Ash shook his head. “This is beyond me.”
“It’s beyond me too,” Riley admitted. She hesitated, then added, “I have to report in. Because it’s the right thing to do and because if there’s anyone who might understand what’s going on in my head, it’ll be Bishop.”
“You sound doubtful.”
“Not of that. I’m just wondering how much even he can juggle before one of the plates crashes to the floor.”
And you have absolutely no memory of anything you said or did during the two blackouts?” From Bishop’s calm tone, no one would have guessed either that he found anything unusual in the situation or that he was in the middle of an incredibly intense investigation of his own. For the moment, at least, he appeared to be perfectly capable of juggling multiple tasks.
“No,” Riley answered. “It’s like I passed out and then woke up hours later.”
“Which,” he pointed out, “is different from the first memory loss, immediately after the Taser attack.”
It took a moment, but then Riley realized. “When I woke up Monday afternoon, there were bits and pieces of memory. Uncertain, even wispy, but they were there.”

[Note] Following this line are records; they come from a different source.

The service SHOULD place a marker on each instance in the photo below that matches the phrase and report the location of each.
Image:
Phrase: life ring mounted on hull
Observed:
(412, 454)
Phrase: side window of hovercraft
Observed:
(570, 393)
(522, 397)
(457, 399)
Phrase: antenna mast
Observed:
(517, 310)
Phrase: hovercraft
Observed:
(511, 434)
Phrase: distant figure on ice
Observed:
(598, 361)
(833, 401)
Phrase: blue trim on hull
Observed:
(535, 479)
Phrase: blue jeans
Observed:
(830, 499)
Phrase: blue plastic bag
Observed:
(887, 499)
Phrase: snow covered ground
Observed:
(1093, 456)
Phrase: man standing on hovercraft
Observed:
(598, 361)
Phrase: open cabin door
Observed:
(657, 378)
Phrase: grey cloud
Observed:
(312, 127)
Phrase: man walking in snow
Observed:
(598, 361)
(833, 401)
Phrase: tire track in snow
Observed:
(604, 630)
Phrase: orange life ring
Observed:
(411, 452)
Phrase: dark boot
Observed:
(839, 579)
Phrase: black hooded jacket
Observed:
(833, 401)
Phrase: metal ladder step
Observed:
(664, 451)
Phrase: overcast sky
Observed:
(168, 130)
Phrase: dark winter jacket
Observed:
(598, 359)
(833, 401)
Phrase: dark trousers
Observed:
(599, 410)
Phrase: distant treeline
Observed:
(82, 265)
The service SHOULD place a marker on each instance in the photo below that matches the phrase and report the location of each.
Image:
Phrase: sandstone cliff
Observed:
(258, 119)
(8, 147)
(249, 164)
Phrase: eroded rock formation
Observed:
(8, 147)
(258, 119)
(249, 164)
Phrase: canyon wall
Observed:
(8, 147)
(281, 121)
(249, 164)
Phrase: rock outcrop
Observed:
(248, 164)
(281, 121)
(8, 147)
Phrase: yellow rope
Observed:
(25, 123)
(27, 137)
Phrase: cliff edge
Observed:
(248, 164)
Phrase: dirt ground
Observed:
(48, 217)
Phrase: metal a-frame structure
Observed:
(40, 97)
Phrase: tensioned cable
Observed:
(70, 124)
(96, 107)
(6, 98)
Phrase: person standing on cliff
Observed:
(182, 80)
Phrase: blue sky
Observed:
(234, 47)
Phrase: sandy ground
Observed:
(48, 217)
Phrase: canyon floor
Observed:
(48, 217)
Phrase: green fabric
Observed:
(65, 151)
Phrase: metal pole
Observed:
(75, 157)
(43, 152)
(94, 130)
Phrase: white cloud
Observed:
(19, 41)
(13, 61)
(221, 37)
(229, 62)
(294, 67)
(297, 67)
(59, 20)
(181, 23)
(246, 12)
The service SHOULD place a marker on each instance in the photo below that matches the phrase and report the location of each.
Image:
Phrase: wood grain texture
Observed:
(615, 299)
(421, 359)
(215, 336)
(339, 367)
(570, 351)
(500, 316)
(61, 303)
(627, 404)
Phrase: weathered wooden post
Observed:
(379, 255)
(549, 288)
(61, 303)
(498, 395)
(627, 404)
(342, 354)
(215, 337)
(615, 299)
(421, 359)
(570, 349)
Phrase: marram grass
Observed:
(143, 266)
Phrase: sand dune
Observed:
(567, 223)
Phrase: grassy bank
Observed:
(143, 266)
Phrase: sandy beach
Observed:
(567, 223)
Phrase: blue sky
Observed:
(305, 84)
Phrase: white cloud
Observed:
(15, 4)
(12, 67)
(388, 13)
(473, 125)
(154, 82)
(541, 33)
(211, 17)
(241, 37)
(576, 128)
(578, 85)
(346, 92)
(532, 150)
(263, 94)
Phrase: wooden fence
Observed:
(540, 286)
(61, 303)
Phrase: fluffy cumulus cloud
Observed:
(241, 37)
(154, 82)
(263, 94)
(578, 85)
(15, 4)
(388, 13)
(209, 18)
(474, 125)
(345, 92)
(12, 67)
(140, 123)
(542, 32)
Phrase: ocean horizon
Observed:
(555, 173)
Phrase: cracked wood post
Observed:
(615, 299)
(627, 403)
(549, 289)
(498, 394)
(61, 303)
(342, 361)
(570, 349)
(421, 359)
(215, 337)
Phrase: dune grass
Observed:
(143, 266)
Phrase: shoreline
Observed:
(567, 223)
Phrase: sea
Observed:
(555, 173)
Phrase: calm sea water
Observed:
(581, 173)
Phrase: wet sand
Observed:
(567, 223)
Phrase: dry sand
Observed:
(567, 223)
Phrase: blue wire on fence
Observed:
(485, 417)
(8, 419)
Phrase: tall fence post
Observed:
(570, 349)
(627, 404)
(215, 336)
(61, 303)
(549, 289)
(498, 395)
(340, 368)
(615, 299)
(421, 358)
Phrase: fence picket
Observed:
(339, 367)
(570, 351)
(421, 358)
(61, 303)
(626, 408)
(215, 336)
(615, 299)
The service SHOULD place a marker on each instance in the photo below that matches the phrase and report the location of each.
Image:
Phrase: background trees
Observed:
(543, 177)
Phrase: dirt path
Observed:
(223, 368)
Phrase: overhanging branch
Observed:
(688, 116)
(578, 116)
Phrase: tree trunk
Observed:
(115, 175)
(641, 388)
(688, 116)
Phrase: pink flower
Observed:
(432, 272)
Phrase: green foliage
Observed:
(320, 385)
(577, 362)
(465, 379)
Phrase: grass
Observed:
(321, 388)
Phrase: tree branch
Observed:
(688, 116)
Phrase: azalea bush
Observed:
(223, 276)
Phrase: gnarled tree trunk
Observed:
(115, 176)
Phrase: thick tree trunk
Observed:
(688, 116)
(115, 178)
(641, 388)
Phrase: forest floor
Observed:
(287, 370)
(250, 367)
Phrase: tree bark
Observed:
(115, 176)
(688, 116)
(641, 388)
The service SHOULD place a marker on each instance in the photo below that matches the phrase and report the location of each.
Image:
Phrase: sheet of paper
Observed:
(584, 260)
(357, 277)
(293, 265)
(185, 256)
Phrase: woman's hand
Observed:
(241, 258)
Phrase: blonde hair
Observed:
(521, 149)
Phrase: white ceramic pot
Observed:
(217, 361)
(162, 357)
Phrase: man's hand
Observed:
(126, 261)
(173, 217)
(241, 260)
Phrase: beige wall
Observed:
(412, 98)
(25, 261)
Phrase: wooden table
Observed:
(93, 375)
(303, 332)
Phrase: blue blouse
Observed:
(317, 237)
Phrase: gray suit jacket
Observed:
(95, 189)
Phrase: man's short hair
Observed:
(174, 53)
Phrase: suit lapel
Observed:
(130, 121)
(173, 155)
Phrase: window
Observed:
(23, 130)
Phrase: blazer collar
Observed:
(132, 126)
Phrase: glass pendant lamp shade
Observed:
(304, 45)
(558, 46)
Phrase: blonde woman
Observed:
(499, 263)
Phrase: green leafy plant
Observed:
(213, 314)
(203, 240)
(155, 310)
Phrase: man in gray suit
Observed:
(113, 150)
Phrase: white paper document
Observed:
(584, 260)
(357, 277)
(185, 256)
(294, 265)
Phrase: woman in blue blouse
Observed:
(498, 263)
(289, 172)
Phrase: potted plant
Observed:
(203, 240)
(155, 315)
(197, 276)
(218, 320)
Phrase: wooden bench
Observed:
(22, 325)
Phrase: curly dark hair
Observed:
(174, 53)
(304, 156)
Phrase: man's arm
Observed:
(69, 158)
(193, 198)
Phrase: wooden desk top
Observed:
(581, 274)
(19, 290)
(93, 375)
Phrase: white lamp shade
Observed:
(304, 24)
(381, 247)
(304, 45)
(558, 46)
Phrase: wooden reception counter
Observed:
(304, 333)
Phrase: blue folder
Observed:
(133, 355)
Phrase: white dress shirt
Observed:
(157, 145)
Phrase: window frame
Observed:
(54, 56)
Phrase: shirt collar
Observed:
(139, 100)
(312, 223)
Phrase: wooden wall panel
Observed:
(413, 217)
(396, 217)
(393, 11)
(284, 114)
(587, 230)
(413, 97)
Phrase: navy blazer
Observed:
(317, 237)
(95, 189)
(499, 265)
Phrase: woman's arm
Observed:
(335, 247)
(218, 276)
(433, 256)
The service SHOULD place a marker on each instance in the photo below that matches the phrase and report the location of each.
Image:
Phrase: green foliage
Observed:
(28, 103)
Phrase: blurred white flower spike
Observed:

“Yes. A reasonable physical result of a temporary disruption of the brain’s own electrical activity. Like an explosion of energy that caused a scattering, a…fragmentation of memories. You lacked the ability to stitch them together, but all the pieces, all the experiences, were still there.”
“Just memories?”
“You tell me.”
Riley stood there with the beach house’s phone to her ear and gazed absently through the ocean-side windows. Ash was out there on the deck, waiting patiently, his own brooding gaze fixed on the water. She wondered what he was thinking, feeling.
She didn’t have a clue.
Drawing a breath, she answered Bishop. “No, not just memories. More. Senses. Emotions. Even the normal ability to read other people, to have some idea of what they’re thinking and feeling. It’s all scattered, distant.”